Marion was raising the chimney high enough that it required her to step up on a makeshift platform to reach the top. She had braces inside to make the chimney straight, and more braces on the outside, so it was nearly flat as she continued to build it up marginally narrower on each level.
“I’d say stop for now until we get the second level up,” Barbara suggested as the sides were all about five feet high. The next log would make it six, and they wanted to go to at least seven or eight, depending on the logs she split.
“You were planning on a second level?” Marion suddenly worried.
“Well, a loft above the bedrooms for storage at least?”
They discussed it, and while it would be a lot more work, they agreed this would provide them with space they hadn’t planned for, and it would be small and convenient too. Still, they had to worry about the joists that would make the slant of their roof, and they planned on using tarpaper and flat boards over the top. They’d accumulated a few of them from the longer pallets and some they’d saved from beachcombing.
“We have to get the garden dug up,” Marion mentioned one night as they relaxed before the fire. It hadn’t rained all week, and it was getting warmer. She’d removed her layers of clothes earlier each day that week. Seeing Barbara’s muscles beneath her flannel shirt, Marion hungered to touch them. The workout each of them was getting from the heavy lifting they were doing had them both in the best shape of their lives.
“We also have to get that block and tackle in line, so we can get the logs up higher on the walls,” Barbara lamented, her back aching from using it too much. Still, she was young and didn’t think it would hurt forever.
“What about the dock we want to make in the cove?”
“Well, I thought we were planning on using some of the shorter pieces of wood from the pallets for that?”
“That doesn’t solve the pilings we need to sink?

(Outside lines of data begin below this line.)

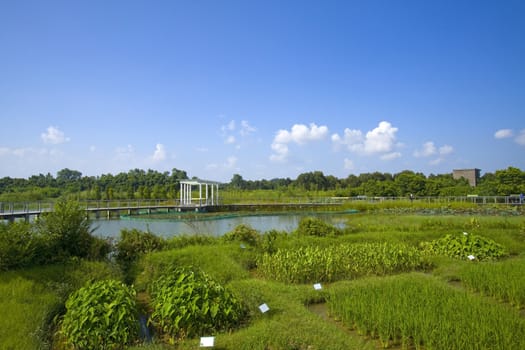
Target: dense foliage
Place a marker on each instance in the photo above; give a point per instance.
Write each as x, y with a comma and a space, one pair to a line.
55, 237
189, 303
151, 184
465, 246
345, 261
101, 315
311, 226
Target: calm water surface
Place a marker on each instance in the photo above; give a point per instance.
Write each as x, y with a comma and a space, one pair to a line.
216, 227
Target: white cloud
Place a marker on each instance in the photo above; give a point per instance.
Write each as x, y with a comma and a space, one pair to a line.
281, 152
446, 149
160, 153
520, 139
390, 156
54, 136
230, 163
428, 149
503, 134
299, 134
381, 139
508, 133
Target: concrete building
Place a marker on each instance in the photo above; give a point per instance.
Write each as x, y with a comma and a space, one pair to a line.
472, 175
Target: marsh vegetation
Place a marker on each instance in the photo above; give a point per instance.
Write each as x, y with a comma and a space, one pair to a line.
396, 278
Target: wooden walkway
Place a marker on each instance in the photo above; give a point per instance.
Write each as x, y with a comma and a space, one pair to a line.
106, 209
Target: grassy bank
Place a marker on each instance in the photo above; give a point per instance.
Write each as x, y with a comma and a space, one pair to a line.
394, 295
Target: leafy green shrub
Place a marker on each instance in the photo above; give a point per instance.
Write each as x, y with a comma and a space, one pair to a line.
310, 226
188, 303
269, 240
102, 315
460, 246
345, 261
66, 231
243, 233
17, 245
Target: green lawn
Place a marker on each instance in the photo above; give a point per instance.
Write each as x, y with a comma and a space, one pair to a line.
31, 298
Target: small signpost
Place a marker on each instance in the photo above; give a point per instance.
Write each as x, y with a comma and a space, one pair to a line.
264, 308
207, 342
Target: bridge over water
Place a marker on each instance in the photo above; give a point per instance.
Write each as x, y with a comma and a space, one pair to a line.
115, 208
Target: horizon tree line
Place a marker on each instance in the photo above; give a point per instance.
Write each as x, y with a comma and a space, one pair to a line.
152, 184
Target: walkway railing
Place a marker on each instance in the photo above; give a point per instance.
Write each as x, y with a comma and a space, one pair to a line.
35, 208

“I have a few stumps left over from cutting trees that I think would work wonderfully. If we wait to dig until the tide is out and cast them in cement, I think they may dry before the tide comes back in?” Barbara put the idea out there, and it was obvious she had thought about that a lot while she worked. She was rubbing lotion into her hands that were perpetually chapped from the sawing, chopping, and hauling of wood she was doing. The gloves could only cover up so much.
“No matter how much we do,” she nodded towards the cabin, which was really taking shape at the other end of the meadow, “it seems we always have more to do.”
“True, but we’re learning too, and that’s important.”
“That last batch of pallets was very fine stuff. I separated out the wood this time,” Marion mentioned. “It would be good enough for porches for the summer rentals.”
“I think I know where I want to put that first rental cabin, now that we’ve been here a while.”
“When you are done with the fireplace and we get the logs up around it for the loft, maybe we should work on the dock or the garden?”
“I’ll dig up the garden a bit...maybe we can get the dogs to help?” She looked at the puppy, who seemed to find the missing rock holes in the meadow intriguing. The smell had him digging happily as he stuck his nose into the hole and then went wild digging it up more.
They laughed at the weird menagerie they were accumulating.